A slew of welfare stories this morning suggests the coalition is stumbling over its biggest bugbear: the benefits bill. Labour should play this carefully – in economic, not social, terms.

First, to untangle the welfare spending stories this morning:

  • Some leaked government memos show that the Department for Work and Pensions may be in danger of spending beyond the government’s self-imposed welfare spending cap. This is mainly due, according to civil servants, to rising claims of the Employment and Support Allowance (ESA), which was introduced in 2008 to replace the Incapacity Benefit.

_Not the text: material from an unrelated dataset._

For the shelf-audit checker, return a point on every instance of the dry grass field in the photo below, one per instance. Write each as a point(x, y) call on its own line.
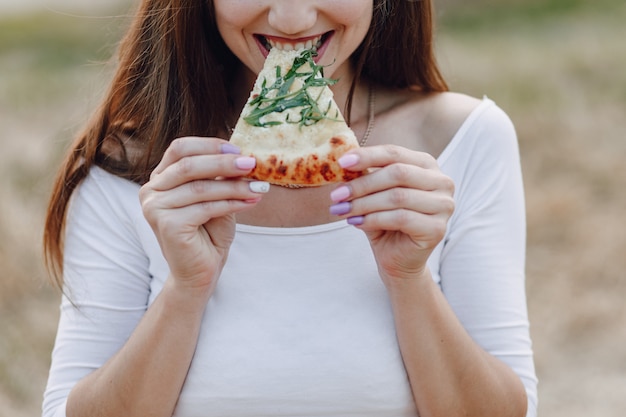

    If the limit (£119.5bn) is breached, DWP ministers will have to answer to parliament and ask MPs to approve the additional cost, which the documents show it is “vulnerable” to having to spend.
     

  • Unfortunately for Work and Pensions Secretary Iain Duncan Smith, this leak comes on the day he’s announcing his new welfare scheme of Universal Credit will be rolled out to 90 jobcentres in northwest England. This process should get underway next week. Implementing this new system has been a notoriously haphazard and slow process, and the new plans for the northwest will do more for furthering the discussion about government incompetence than celebrating a supposedly more efficient state.
     
  • In another blow to the government’s welfare record, Westminster’s favourite inquisitor Margaret Hodge MP and her crack team on the Public Accounts Committee have reported that changes to disability benefits have caused a “fiasco” for sick and disabled people. The committee calls the reforms, in the form of the new Personal Independence Payment (PIP) – eligibility for which is assessed by the infamous Atos fit-to-work tests – a “rushed” change, which has had a “shocking” impact on claimants.
     

This is bad for the government. Its benefit reforms and spending cap are intended to toughen its stance on welfare, a path popular with voters, yet this clumsiness certainly doesn’t foster the tough, lean image it’s attempting to present.

However, it is up to the Labour Party to play this correctly so that the government doesn’t get away with smothering negative stories with fresh Universal Credit rollouts and condemnation of their "soft" opposition.

Having announced his own proposed changes to benefits yesterday, Ed Miliband is clearly trying to display a viable plan for the welfare state to complement our age of austerity. Essentially, he’s doing Labour’s version of being “tough on welfare”. So it can’t just be the same attacks on the government, as the PAC has voiced, using "shocking" personal stories of claimants, and accusing ministers of not caring for our most vulnerable. Instead, the message must be a condemnation of its vulnerability to over-spending taxpayers’ money. A purely economic, and arguably more rightwing, position than Miliband has yet been quite ready to adopt.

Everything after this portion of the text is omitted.